For that reason, the common pattern in NumPy for iterative addition of columns to a 2D array is to initialize an empty target array once(or pre-allocate a single 2D NumPy array having all of the empty columns) the successively populate those empty columns by setting the desired column-wise offset (index)--much easier to show than to explain:
>>> # initialize your skeleton array using 'empty' for lowest-memory footprint
>>> M = NP.empty(shape=(10, 5), dtype=float)
>>> # create a small function to mimic step-wise populating this empty 2D array:
>>> fnx = lambda v : NP.random.randint(0, 10, v)
populate NumPy array as in the OP, except each iteration just re-sets the values of M at successive column-wise offsets
>>> for index, itm in enumerate(range(5)):
M[:,index] = fnx(10)
>>> M
array([[ 1., 7., 0., 8., 7.],
[ 9., 0., 6., 9., 4.],
[ 2., 3., 6., 3., 4.],
[ 3., 4., 1., 0., 5.],
[ 2., 3., 5., 3., 0.],
[ 4., 6., 5., 6., 2.],
[ 0., 6., 1., 6., 8.],
[ 3., 8., 0., 8., 0.],
[ 5., 2., 5., 0., 1.],
[ 0., 6., 5., 9., 1.]])
of course if you don't known in advance what size your array should be
just create one much bigger than you need and trim the 'unused' portions
when you finish populating it
>>> M[:3,:3]
array([[ 9., 3., 1.],
[ 9., 6., 8.],
[ 9., 7., 5.]])
Usually you don't keep resizing a NumPy array when you create it. What don't you like about your third solution? If it's a very large matrix/array, then it might be worth allocating the array before you start assigning its values:
x = len(something)
y = getColumnDataAsNumpyArray.someLengthProperty
data = numpy.zeros( (x,y) )
for i in something:
data[i] = getColumnDataAsNumpyArray(i)
The hstack can work on zero sized arrays:
import numpy as np
N = 5
M = 15
a = np.ndarray(shape = (N, 0))
for i in range(M):
b = np.random.rand(N, 1)
a = np.hstack((a, b))
Generally it is expensive to keep reallocating the NumPy array - so your third solution is really the best performance wise.

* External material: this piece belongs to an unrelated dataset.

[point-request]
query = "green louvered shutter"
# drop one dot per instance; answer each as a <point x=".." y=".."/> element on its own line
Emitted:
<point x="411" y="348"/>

However I think hstack will do what you want - the cue is in the error message,
ValueError: arrays must have same number of dimensions`
I'm guessing that newColumn has two dimensions (rather than a 1D vector), so you need data to also have two dimensions..., for example, data = np.array([[]]) - or alternatively make newColumn a 1D vector (generally if things are 1D it is better to keep them 1D in NumPy, so broadcasting, etc. work better). in which case use np.squeeze(newColumn) and hstack or vstack should work with your original definition of the data.